Floyd takes a printed photo out of his folder, slides it to the center of the table. “This is the man Scholz was assigned to protect, before he was reassigned to the top-secret job that ended his career.”
It’s a black and white shot of a tall man, crossing the street, flanked by other men in uniform. He’s handsome, but there’s a frigid, harsh look in his eyes that's extremely offputting.
“This man looks like someone important,” Will observes, taking in the uniform, the medals, the heavy security clustered around him. “A highly-ranked member of the Stasi, presumably?”
“Very highly-ranked,” Floyd confirms, once Aiden translates. “Now, it occurred to me that if this man trusted his own personal security to Scholz, he might-”
“Trust his kid’s security to Scholz, too,” Aiden says, realizing out loud.

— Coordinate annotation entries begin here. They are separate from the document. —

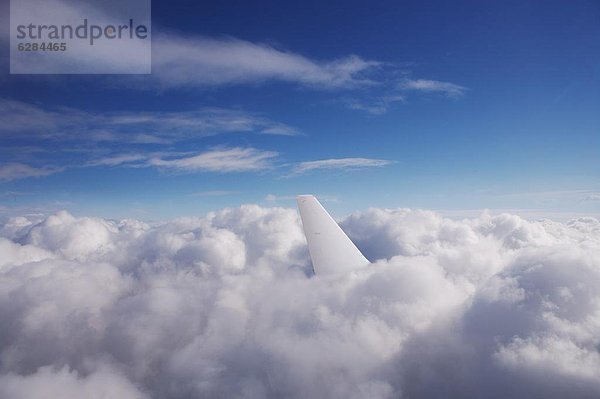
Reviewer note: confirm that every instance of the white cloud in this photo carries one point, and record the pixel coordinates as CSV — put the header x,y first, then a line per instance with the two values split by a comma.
x,y
222,160
18,118
341,163
433,86
16,170
203,61
225,306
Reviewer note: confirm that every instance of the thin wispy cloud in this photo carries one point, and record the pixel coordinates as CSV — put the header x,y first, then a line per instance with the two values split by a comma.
x,y
221,160
15,171
377,106
433,86
204,61
340,164
18,118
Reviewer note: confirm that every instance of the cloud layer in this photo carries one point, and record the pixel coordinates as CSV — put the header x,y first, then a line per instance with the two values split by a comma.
x,y
225,306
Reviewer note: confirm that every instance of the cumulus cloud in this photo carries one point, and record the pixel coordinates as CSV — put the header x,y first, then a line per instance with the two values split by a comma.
x,y
225,305
340,163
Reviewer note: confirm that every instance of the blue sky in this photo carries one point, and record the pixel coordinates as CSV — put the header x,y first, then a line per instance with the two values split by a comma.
x,y
453,106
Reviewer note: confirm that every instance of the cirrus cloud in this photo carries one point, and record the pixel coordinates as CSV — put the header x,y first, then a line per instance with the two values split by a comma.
x,y
225,306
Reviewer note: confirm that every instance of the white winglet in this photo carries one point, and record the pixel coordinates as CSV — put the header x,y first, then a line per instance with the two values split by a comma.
x,y
330,248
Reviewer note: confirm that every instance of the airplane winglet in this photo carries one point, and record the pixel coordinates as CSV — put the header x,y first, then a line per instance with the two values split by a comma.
x,y
331,251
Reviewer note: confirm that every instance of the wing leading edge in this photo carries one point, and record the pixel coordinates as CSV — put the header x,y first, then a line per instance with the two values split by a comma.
x,y
330,248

“Yes,” Kasey says slowly. “Oh - yes! This guy’s son would have been a valuable target, no fucking doubt!”
“So - this guy's son is the kid who was living in the farmhouse?” I ask, my head spinning. “And Scholz was one of the two agents protecting him?”
“That’s my working theory, yes.” Floyd leans forward, looking very serious. “There’s only one problem with it.”
“Okay?"
“There’s no record of this Stasi official having a son.”
We all sit back in our chairs, unable to hide our disappointment.
“But,” Floyd continues, “That begs the question.”
He takes another photo from his folder and holds it out to show us. It's marked with the stamp of the CIA public archives, not the Stasi ones. A date is scribbled at the bottom.
It was taken in 1960, the year before Scholz was assigned to the overseas job.
The picture was hastily taken, and from an odd angle, but this is clearly the same Stasi official. He’s accompanied by Scholz, and two other men in suits who I have to assume are additional security.
The official is walking with a little boy. Gripping him too tightly by the arm, practically dragging him along. The poor kid looks ready to burst into tears.
The familial resemblance is undeniable. Besides age, the only difference between the two of them is that the kid doesn’t have that icy coldness in his dark eyes.
I think we’ve all figured out Floyd’s question, but he says it out loud, anyways.
“If the Stasi official didn’t have a son,” he asks, “Then who is that?”